Commanders and leaders
- Lennart Torstensson Richard Clerck [sv] Kaspar Mortaigne: David Uckermann † Jürgen Bünger

Units involved
- Kattan [sv] Falken [sv] Smålands Lejon [sv]: Fehmarn militia

Strength
- At least 500–600 men 34 ships: Unknown

Casualties and losses
- 4 killed Some wounded: ≥400 captured 100–200 killed Several guns captured

= Swedish invasion of Fehmarn =

Part of the Torstenson War

The Swedish invasion of Fehmarn (Note: Also called the conquest of Fehmarn.) occurred from 29 to 30 June or 9 to 10 July 1644 (Note: 29–30 June 1644 (O.S.)
9–10 July 1644 (N.S.)) during the Torstenson War between Denmark and Sweden.
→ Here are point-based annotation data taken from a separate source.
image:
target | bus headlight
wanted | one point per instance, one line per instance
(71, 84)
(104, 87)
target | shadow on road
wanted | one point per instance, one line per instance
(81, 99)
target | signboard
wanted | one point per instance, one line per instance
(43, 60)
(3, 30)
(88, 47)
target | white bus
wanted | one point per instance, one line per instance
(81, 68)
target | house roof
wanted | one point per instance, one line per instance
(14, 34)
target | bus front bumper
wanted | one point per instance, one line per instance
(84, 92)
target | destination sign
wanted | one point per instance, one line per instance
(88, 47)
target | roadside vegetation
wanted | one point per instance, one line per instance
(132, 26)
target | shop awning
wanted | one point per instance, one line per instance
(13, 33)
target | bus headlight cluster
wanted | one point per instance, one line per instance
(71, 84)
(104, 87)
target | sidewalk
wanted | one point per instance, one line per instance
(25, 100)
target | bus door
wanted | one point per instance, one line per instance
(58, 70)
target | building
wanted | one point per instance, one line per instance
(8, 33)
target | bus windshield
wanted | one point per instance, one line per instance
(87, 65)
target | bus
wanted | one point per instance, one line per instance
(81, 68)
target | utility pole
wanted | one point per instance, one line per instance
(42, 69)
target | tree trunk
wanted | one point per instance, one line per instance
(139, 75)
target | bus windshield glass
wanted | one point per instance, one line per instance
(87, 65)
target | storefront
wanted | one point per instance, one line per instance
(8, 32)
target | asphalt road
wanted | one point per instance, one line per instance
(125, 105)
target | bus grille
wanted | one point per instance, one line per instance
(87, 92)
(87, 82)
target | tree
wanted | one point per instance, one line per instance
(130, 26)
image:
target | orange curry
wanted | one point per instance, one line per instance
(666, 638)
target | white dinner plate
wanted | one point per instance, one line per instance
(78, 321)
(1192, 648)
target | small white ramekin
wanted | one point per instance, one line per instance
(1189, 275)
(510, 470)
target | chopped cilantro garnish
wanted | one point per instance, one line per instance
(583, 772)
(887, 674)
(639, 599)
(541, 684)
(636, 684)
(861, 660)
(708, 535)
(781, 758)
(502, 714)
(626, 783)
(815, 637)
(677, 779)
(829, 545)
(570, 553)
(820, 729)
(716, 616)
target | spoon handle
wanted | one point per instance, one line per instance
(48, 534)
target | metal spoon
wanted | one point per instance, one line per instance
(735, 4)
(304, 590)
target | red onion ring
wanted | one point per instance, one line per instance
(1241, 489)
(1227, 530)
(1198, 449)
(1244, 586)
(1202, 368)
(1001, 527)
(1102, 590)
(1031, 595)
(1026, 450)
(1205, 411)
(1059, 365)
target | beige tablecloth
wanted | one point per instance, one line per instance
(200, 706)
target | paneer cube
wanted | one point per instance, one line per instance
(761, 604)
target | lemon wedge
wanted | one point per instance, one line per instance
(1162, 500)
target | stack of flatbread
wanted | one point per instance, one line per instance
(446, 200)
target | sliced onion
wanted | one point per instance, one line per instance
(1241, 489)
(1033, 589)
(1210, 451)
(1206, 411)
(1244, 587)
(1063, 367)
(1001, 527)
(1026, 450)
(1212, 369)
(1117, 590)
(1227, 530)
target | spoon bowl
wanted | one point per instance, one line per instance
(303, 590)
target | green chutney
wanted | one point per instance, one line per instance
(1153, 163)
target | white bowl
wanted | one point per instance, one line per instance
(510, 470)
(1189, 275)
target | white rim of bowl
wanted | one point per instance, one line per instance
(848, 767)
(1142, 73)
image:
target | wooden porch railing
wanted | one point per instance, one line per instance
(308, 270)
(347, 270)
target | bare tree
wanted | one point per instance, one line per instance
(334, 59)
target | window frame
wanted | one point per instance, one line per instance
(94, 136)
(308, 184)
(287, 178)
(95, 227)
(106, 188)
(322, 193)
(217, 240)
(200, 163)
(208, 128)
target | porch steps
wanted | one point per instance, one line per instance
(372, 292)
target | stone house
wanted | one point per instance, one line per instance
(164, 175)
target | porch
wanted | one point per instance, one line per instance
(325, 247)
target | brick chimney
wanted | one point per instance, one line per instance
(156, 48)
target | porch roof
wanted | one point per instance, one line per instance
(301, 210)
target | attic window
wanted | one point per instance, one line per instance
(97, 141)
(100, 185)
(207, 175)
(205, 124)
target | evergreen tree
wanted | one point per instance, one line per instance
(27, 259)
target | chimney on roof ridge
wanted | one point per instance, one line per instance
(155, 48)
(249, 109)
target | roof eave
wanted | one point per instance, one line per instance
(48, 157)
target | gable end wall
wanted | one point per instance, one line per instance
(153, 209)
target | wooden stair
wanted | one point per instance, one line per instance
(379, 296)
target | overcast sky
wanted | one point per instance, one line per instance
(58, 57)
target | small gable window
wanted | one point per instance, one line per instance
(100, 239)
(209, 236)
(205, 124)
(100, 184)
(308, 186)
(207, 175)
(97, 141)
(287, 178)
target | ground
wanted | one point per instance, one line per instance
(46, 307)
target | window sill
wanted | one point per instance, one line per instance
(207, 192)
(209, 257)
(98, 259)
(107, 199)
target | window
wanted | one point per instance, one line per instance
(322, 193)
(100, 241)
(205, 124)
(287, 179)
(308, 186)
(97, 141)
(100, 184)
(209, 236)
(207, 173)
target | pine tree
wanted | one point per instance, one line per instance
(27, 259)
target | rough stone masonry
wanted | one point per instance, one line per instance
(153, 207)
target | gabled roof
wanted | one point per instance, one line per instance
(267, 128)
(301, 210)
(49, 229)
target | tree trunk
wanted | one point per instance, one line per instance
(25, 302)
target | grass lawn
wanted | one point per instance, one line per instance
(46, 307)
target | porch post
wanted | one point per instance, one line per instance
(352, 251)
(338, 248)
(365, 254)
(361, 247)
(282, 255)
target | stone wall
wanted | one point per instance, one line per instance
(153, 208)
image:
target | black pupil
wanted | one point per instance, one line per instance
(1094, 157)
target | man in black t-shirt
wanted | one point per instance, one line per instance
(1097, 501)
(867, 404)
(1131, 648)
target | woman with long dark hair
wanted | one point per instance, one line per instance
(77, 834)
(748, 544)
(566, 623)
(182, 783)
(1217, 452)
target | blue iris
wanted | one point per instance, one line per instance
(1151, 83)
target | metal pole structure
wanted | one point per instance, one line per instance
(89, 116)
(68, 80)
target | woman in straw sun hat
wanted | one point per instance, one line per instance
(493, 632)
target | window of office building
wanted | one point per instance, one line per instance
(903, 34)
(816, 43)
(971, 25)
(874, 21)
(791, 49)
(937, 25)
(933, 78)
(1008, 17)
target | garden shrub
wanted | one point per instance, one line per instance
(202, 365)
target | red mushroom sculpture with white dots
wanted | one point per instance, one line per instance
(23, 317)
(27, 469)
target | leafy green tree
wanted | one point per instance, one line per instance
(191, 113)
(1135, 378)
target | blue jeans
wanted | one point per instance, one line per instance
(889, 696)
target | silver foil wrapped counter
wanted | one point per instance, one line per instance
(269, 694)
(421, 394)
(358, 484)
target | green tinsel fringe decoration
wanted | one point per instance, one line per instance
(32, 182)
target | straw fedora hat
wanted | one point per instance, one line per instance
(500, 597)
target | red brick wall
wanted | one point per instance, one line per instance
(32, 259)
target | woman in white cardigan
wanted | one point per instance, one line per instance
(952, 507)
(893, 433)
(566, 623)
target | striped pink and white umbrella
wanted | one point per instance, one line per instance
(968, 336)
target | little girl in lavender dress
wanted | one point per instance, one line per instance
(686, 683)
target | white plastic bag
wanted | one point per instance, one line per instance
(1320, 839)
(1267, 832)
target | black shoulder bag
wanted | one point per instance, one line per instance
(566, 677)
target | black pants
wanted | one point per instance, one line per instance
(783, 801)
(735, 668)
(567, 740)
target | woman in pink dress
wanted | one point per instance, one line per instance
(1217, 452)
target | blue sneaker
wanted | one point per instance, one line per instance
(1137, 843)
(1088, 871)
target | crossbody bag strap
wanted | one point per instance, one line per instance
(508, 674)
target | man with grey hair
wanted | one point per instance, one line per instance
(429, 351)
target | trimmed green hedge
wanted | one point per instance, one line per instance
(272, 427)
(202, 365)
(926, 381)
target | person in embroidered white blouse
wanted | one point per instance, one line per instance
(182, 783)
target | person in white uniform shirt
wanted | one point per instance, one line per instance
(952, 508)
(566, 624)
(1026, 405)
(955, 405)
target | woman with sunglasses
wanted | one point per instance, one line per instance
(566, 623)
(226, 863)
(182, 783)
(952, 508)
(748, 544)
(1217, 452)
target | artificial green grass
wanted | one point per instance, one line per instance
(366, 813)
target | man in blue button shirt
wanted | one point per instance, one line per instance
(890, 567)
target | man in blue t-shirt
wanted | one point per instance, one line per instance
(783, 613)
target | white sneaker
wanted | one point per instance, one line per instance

Upon the Swedish fleet reaching Christianspris on 20 June, deliberations regarding a Swedish attack on Funen began between Admiral Clas Fleming and Field Marshal Lennart Torstensson on 24 June. Due to a lack of transport vessels for such an attack, they decided to attack Fehmarn instead.

With at least 500 to 600 men and the entire Swedish fleet, the Swedes anchored off the island on 29 June / 9 July. Bombardment of the Danish defenses from the main Swedish fleet was ineffective, though fire from the ships Kattan, Falken, and Smålands Lejon caused significant damage. Armed boats, of which twelve were armed with three or six-pounder guns, began approaching the shore. The Danes, who had gathered in large numbers on the beach to meet the landing Swedes, were dispersed by fire from the boats.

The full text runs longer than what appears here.